Share this story


 | By Alison Blanchet

Say No — and Grow!

A few months ago I wrote about how this is the year I’ve decided to keep plants alive. Instead of half-heartedly dropping the contents of my water (or coffee) into a pot of basil on the window sill and hoping it all works out, I actually learned how much and how frequently things like water, sunlight and fertilizer should be applied. To my surprise, my original little pots of rosemary and basil have not only survived, but they’ve thrived and I’ve added a couple tomato, parsley and sage plants to the container garden that’s growing on the back porch.

One of the things that was most surprising to learn was the importance of pruning. It seemed counter-intuitive, but as I learned all the gardening tricks the internet had to offer, I kept reading about the importance of trimming not just the branches that appeared to be dead, but also thriving plants, so that the new shoots could have room to sprout and get the light they needed.
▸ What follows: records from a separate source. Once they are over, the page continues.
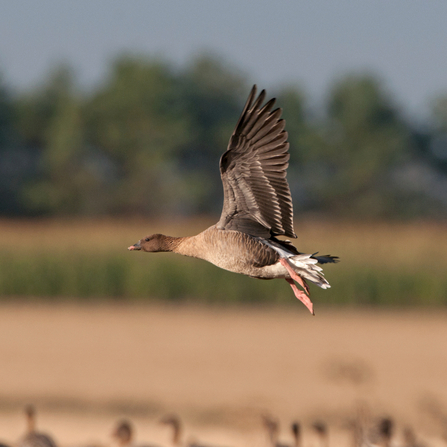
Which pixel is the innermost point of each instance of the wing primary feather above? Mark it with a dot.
(257, 197)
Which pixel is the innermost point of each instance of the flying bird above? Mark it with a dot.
(257, 208)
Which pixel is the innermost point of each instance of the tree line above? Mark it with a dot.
(146, 141)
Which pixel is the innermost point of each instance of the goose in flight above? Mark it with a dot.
(257, 208)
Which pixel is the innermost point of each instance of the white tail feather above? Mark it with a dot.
(307, 267)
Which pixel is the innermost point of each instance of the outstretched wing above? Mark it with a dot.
(257, 196)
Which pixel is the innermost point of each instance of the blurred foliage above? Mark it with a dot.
(387, 264)
(147, 139)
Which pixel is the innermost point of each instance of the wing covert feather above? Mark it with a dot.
(257, 197)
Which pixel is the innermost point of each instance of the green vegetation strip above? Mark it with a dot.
(164, 277)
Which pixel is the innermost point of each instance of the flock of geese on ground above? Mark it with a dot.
(380, 434)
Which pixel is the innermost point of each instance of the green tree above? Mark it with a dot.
(366, 138)
(136, 121)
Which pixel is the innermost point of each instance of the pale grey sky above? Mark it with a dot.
(309, 43)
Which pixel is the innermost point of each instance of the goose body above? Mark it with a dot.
(257, 208)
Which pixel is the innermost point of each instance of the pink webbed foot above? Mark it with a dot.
(298, 293)
(294, 275)
(301, 296)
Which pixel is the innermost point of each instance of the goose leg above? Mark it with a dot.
(294, 275)
(298, 293)
(301, 296)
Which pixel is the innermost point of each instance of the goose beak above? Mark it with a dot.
(136, 246)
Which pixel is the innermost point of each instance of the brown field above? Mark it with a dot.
(219, 369)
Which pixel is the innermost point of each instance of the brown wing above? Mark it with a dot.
(257, 196)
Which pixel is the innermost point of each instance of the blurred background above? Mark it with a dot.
(113, 116)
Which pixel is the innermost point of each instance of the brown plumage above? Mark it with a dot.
(257, 208)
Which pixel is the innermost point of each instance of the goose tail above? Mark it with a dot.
(306, 266)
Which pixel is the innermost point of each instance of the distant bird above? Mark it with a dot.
(33, 438)
(296, 432)
(321, 430)
(257, 208)
(271, 426)
(174, 422)
(177, 432)
(123, 434)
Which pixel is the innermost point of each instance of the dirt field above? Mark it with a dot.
(219, 369)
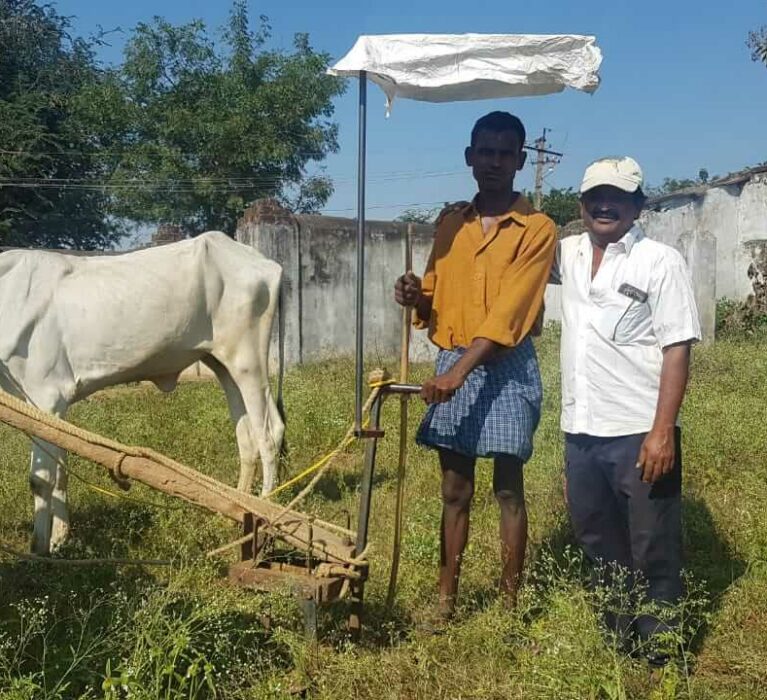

While talking with a friend about the ways we spent our (limited) free time, she shared that she found her Bible study “life giving” and how she had prioritized this over other events. (Of course these were all “extras” — not obligations like Sunday Mass). I thought about how often I said “yes” to the first things that came up, without necessarily thinking about all the choices I had about how to spend my time.

Over the years there have been decisions I’ve made to “prune” the secular or negative influences in my life. One of my earliest memories of this is attending a retreat in high school and making a commitment to no longer read horoscopes. While it had been an idle habit that was probably more about stalling to avoid homework than attempting to know the future, I remember feeling conflicted about what this habit could lead to and that I needed to completely cut it out of my life. It took some discipline, but I haven’t scanned for the signs since.

I find pruning harder when there are many good choices to be made, but it’s just not possible to do it all. In the past, I’ve tried to do everything and end up feeling so rushed that I enjoy very little. Everyone finds meaning in different types of activities, ministries and devotions, but every so often it can be valuable to take a step back and ask if there are activities or commitments on the calendar that have ceased to be life-giving.

An example of how this looks in our family, in this season of life, is that we say “no” to attending most events that begin after 6 p.m. Our youngest kiddos are happiest when they are on their way to bed around 7, and no matter how enriching an evening activity is — even if it’s at Church — we have acknowledged that none of us will enjoy any of the evening if bedtime routines are altered. We know it probably won’t always be like this, but for now even the best sounding opportunities are pruned if they interfere with this critical need for routine at bedtime. Or we get a sitter.

In St. John’s Gospel, Christ tells us that he is the “true vine” and that his Father “is the vine grower. He takes away every branch in me that does not bear fruit, and every one that does he prunes so that it bears more fruit” (Jn 15:1-2). As the season of Easter concludes, it can be the perfect time to examine our lives and ask the Lord to show us what parts of our routine draw us closer to him, and what might need pruning. Sometimes we have to say “no” to allow room to grow in new ways.